Sacred Valley, Peru


6th January 2025

By 5:30am we were eating breakfast, fuelling ourselves for the day ahead. Today we would be heading to five locations in the Sacred Valley on a day tour. The Sacred Valley refers to several locations around the Andean highlands considered important during the Incan Empire.

Our first stop though was not related to the Sacred Valley. We stopped at Killa Suma, in Chinchero. Here we watched a demonstration of women wearing traditional Peruvian attire in black, red and blue, showing us how they cleaned, naturally dyed and spun alpaca wool, which they could then use for clothes and textile making. It was an engaging and very educational interaction during which we were served aromatic tea. Behind the women stood a large clay counter, on top of which a fire pit where large worn metal kettles sat simmering. Fitted into the counter below were large cages filled with guinea pigs. There were two ways to perceive this set up and I opted for the one where the fire was to simply keep beloved pets warm…

We drove on to the town centre of Chinchero where we entered the archeological site, a large area with stone walls marking original Inca structures and farming terraces. It has been speculated that when the Spanish arrived in the Andes, the Inca’s burnt the city down leaving behind only stone so that the invaders would find no supplies or comfort.

The next stop on our list was Moray (pictured above), a spectacular vision of three circular structures consisting of stone terraces which descended down into the ground. This was an Inca agricultural laboratory, used to see if they could grow crops in places they would not normally flourish by manipulating the environment they grow in.

We then stopped at a shop where we got to sample dark chocolate with salt from the Maras Salt Mines, the next stop on our tour. We ended up buying a bar alongside plantain crisps and cancha, also known as Peruvian Corn Nuts, toasted giant corn seasoned heavily in salt. All snacks were nothing but wrappers and rubbish by the end of the tour!

The Maras Salt Mines sat in the basin of a red clay mountain, this site predating the Inca’s. About 4,000 irregular squares made with red clay and full of varying shades of muddy water, staggered down the valley, appearing like a watercolour box set exclusively focused on red and browns. Some areas were heavily stained white, presumably due to the build up of salt over time. As it was the rainy season, this was rain water filling the basins opposed to the salt water. During the dry season, farmers would fill their plots with water from a naturally occurring salt spring using underground channels, then sit back allowing the sun to dry out their plot leaving behind the salt.

We continued onwards to Ollantaytambo, our train destination from Aguas Calientes. Traffic was heaving due to Bajada de Reyes, a three day festival celebrating the end to Christmas celebrations. On arrival, we saw traditional Peruvian female dancers in full attire, a crowd and live music encouraging them to pirouette, their skirts fanning out. 

We tore ourselves away from the festivities to the archaeological site of Ollantaytambo, a large stone structure carved into a steep mountain which was the home to an Incan Emperor and considered a spiritually meaningful place in relation to Machu Picchu, normally acting as a check point on the ancient Inca Trail.
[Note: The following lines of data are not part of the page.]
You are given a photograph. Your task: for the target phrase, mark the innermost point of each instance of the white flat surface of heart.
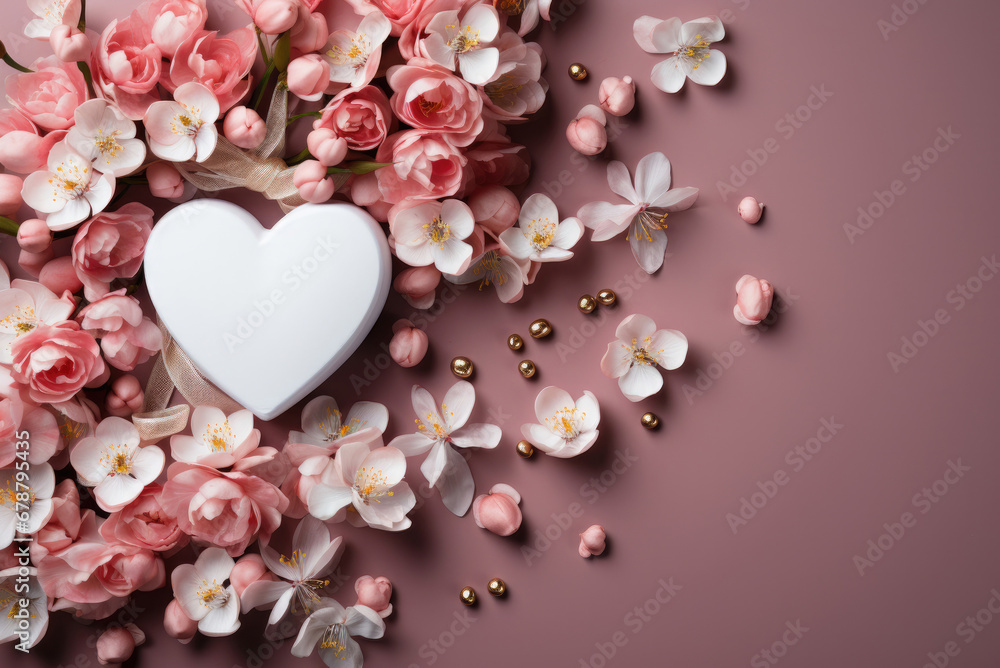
(267, 315)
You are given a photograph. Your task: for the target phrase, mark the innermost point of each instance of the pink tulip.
(244, 127)
(125, 396)
(34, 236)
(617, 96)
(308, 76)
(498, 511)
(313, 183)
(59, 275)
(593, 541)
(408, 345)
(753, 300)
(495, 208)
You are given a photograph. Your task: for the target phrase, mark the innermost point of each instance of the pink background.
(846, 306)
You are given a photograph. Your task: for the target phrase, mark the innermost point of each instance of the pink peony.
(110, 246)
(361, 116)
(54, 362)
(229, 510)
(49, 95)
(219, 63)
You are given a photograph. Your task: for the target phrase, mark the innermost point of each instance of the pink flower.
(361, 116)
(55, 362)
(229, 510)
(110, 246)
(426, 166)
(144, 524)
(49, 95)
(127, 65)
(128, 338)
(429, 97)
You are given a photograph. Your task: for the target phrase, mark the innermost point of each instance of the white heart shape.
(267, 315)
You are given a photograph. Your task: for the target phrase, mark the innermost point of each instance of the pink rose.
(228, 510)
(219, 63)
(143, 523)
(429, 97)
(128, 338)
(425, 166)
(54, 362)
(49, 95)
(126, 66)
(361, 116)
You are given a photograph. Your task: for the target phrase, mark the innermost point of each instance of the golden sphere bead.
(497, 587)
(577, 72)
(462, 367)
(540, 328)
(525, 449)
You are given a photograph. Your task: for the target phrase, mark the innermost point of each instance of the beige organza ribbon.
(261, 170)
(175, 370)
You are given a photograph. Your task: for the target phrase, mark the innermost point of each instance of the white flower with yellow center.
(105, 137)
(690, 43)
(565, 428)
(184, 128)
(112, 462)
(465, 42)
(203, 591)
(539, 235)
(69, 191)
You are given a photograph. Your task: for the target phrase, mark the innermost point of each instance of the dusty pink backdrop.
(884, 96)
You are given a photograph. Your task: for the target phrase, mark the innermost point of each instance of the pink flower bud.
(593, 541)
(308, 76)
(69, 44)
(617, 96)
(417, 285)
(125, 396)
(408, 345)
(495, 208)
(498, 511)
(10, 194)
(34, 236)
(327, 147)
(753, 300)
(59, 275)
(750, 210)
(375, 593)
(177, 624)
(244, 127)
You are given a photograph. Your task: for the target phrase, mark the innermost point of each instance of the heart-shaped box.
(267, 315)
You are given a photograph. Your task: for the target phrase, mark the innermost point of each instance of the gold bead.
(497, 587)
(540, 328)
(462, 367)
(525, 449)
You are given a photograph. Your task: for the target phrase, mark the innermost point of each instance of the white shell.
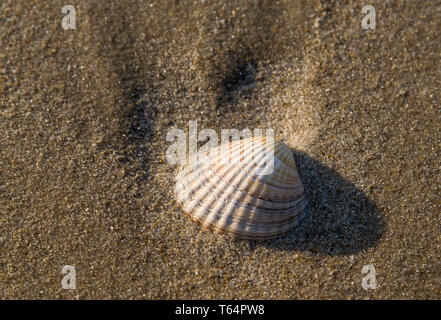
(226, 193)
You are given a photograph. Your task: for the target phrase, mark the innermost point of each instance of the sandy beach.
(84, 115)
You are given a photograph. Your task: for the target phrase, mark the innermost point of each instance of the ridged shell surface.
(247, 188)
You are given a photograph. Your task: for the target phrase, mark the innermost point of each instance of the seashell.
(226, 189)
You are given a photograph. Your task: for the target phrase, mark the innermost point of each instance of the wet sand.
(84, 115)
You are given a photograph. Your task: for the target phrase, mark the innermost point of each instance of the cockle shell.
(226, 192)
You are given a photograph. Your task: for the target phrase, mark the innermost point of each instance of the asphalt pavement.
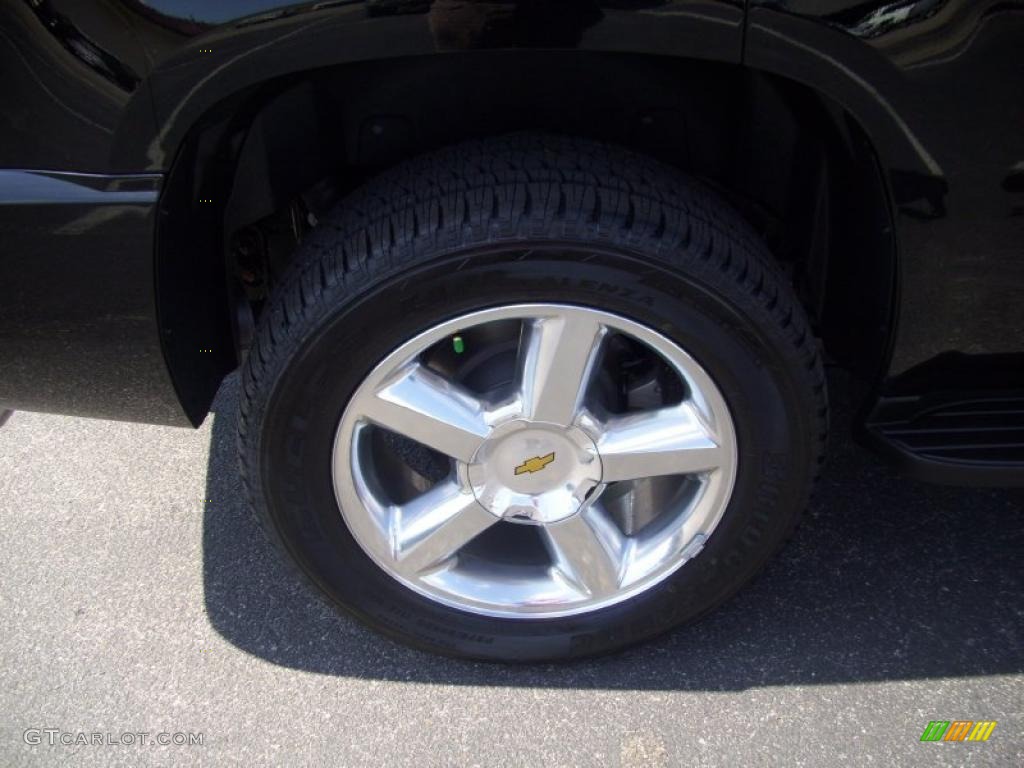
(137, 596)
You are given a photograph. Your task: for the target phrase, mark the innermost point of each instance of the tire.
(514, 220)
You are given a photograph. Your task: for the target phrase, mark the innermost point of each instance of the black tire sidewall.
(705, 314)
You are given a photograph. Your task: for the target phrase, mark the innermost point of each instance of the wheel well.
(256, 171)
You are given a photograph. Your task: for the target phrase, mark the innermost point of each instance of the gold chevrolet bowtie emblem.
(536, 464)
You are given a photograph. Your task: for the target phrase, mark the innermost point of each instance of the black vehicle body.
(879, 146)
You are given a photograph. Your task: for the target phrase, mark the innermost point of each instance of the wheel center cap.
(532, 472)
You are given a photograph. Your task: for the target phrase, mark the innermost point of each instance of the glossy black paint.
(115, 87)
(78, 333)
(938, 85)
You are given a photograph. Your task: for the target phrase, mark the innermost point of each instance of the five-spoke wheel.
(595, 421)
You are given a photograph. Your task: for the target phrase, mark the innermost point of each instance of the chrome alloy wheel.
(535, 461)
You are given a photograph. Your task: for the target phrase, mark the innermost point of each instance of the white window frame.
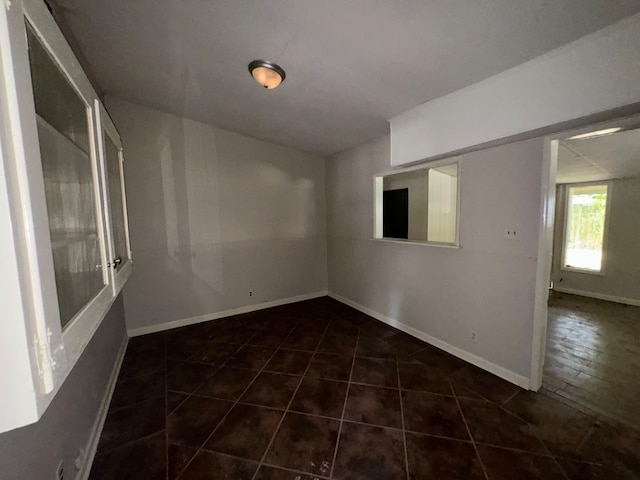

The site was heaving and people had appeared to lose their minds pushing past each other, knocking over children and just being inconsiderate. We couldn’t get much enjoyment here, the lack of consideration for others just left a sour taste. We returned to the square early where we watched the unfolding celebrations in town.

Our final stop was Pisac. We managed to get in just before they shut the gates and worked our way up the hill. At the top, the tour guide explained that there had been over 10,000 Inca tombs on the mountain side and pointed to the vertical mountain edge with many cavities in neat lines covering the vertical mountain side. Our guide (and the internet) unable to explain how the Inca’s buried their dead in the mountain, but we were informed that the Spanish looted about 5,000 of these tombs, taking the gold that was buried with their owners. The rest of the land was used for agricultural purposes, and again, included stacked grass and stone terraces covering the mountainside. The place was enormous, with many paths leading off in different directions, sadly we didn’t have time to explore it to its full extent. 

Back in Cusco we parted with the group and headed straight to Jack’s, which was quickly becoming our favourite eatery. We enjoyed an excellent meal and celebrated our last night in Cusco with pisco sours.